Just as example, here's what Qwen3.6 27B Q5_K_XL can do given this[1] image. I didn't do any prompt engineering here just a dead simple prompt: "Transcribe the following receipt. Put line items in a separate section, each line item separated by a double newline". Temperature set to 0.5.
Here's the output:
Publix.
Bradenton Commons Shopping Center
4651 Cortez Rd. W.
Bradenton, FL 34210
Store Manager: Joe Galati
941-792-7195
N/O LF WHEAT BREAD 3.99 F
PBX THCK L/S BACON 7.82 F
PUBLIX BROWN GRAVY 0.83 F
TOP SIRLOIN STEAK 11.74 F
You Saved 3.92
VITA PRTY SNK WINE 6.99 F
You Saved 3.00
ORGANIC CARROTS 1.69 F
BRC FLRT EAT SMART 3.34 F
1 @ 3 FOR 10.00
You Saved 0.15
GINGER ROOT 0.65 F
0.13 lb @ 4.99/ lb
POTATOES RUSSET 0.84 F
0.65 lb @ 1.29/ lb
POTATOES SWEET 0.49 F
0.49 lb @ 0.99/ lb
DELECT BSQUE CK/TN 10.99 T
FS OUTSTRETCH UNSC 15.99 T
Order Total 65.36
Sales Tax 1.89
Grand Total 67.25
Credit Payment 67.25
Change 0.00
Savings Summary
Special Price Savings 7.07
************************************************************
* Your Savings at Publix *
* 7.07 *
************************************************************
Receipt ID: 5957 6249 2191 1277 712
- - - - - - - - - - - - - - - - - - - - - - - - - - - - -
PRESTO!
Trace #: 766630
Reference #: 0098440513
Acct #: XXXXXXXXXXXX2034
Purchase VISA
[1]: https://i.pinimg.com/originals/41/08/dc/4108dcf51f15af464bb6...
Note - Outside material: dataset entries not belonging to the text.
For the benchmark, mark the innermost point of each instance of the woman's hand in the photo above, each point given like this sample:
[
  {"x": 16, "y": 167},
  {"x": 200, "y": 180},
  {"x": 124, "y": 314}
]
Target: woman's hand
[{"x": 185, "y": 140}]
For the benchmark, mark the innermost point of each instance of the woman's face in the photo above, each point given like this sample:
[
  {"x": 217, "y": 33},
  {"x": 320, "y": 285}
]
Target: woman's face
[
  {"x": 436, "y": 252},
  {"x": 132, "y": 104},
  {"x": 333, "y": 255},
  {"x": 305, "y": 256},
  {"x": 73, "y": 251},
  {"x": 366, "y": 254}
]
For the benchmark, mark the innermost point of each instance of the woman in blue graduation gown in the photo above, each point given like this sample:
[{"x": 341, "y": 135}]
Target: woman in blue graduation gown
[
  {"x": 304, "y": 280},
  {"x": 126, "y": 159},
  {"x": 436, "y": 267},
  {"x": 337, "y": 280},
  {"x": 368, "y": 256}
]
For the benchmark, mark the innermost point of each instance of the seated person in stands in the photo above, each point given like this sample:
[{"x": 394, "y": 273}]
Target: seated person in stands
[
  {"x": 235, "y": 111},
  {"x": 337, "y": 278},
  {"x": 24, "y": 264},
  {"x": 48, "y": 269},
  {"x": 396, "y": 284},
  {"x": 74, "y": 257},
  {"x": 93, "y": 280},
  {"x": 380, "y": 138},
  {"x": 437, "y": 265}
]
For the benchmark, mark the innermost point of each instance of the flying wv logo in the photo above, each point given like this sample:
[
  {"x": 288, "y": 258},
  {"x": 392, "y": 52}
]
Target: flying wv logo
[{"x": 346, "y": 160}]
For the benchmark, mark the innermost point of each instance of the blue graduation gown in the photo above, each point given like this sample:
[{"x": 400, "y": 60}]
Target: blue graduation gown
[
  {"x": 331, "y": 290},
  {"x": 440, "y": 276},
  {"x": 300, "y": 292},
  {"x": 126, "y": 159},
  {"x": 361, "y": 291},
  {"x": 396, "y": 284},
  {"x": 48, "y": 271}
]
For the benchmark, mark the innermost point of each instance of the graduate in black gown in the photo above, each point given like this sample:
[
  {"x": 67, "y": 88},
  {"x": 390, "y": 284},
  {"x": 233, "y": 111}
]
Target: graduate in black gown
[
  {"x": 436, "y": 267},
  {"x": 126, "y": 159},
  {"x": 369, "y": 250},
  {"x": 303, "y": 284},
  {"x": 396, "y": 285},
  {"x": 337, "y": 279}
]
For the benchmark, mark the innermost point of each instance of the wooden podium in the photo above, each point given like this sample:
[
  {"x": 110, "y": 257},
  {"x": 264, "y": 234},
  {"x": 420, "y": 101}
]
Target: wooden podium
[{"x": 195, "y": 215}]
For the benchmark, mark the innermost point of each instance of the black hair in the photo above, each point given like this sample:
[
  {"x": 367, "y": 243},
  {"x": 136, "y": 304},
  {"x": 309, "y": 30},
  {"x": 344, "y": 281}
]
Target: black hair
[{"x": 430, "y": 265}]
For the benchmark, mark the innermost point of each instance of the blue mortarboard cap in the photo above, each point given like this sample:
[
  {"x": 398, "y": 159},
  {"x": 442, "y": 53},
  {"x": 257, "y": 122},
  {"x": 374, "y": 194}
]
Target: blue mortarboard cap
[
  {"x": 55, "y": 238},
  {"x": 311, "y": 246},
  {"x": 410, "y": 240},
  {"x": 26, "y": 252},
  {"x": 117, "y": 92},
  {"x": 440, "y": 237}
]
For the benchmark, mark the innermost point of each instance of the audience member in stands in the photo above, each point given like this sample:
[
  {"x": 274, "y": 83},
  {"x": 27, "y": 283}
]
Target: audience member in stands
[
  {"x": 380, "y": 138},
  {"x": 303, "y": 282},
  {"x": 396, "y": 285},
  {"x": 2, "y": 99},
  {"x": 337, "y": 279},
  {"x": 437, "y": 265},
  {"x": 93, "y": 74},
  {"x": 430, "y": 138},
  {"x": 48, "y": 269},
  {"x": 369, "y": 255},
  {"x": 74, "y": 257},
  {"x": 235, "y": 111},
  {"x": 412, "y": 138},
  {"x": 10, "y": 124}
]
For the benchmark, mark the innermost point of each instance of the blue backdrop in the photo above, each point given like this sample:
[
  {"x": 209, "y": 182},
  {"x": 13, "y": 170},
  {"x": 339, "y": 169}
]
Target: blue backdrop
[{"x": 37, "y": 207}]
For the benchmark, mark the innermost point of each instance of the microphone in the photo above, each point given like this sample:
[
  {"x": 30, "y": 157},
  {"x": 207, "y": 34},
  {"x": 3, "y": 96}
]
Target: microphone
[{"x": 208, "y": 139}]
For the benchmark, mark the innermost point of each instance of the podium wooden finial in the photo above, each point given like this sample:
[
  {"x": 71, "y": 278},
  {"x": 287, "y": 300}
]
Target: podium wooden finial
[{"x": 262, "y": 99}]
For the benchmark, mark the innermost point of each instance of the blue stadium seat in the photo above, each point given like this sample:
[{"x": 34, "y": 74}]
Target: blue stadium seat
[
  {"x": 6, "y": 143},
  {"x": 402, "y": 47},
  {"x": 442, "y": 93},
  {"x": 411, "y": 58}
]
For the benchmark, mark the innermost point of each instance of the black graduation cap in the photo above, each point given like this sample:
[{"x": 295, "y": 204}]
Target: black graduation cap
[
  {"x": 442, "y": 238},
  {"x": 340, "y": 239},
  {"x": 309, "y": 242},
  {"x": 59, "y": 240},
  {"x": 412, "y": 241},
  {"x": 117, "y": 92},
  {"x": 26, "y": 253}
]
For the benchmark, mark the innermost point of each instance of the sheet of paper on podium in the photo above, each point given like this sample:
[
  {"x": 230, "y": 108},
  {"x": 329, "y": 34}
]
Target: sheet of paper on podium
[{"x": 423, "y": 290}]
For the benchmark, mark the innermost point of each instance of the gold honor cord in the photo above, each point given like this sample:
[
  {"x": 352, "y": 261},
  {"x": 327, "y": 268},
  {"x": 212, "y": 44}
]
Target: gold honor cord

What is the difference between this and using normal OCR and then running that output through a LLM? It seems such a bazooka way to kill a fly to me using a modelime Qwen.
For most tasks I agree. However once you've done your OCR you already have lost a lot of positional and context information, so for some tasks it might not be good enough.
If you have scanned PDFs that follow a template, like an invoice from a repeat supplier, then yeah OCR is definitely the way to go.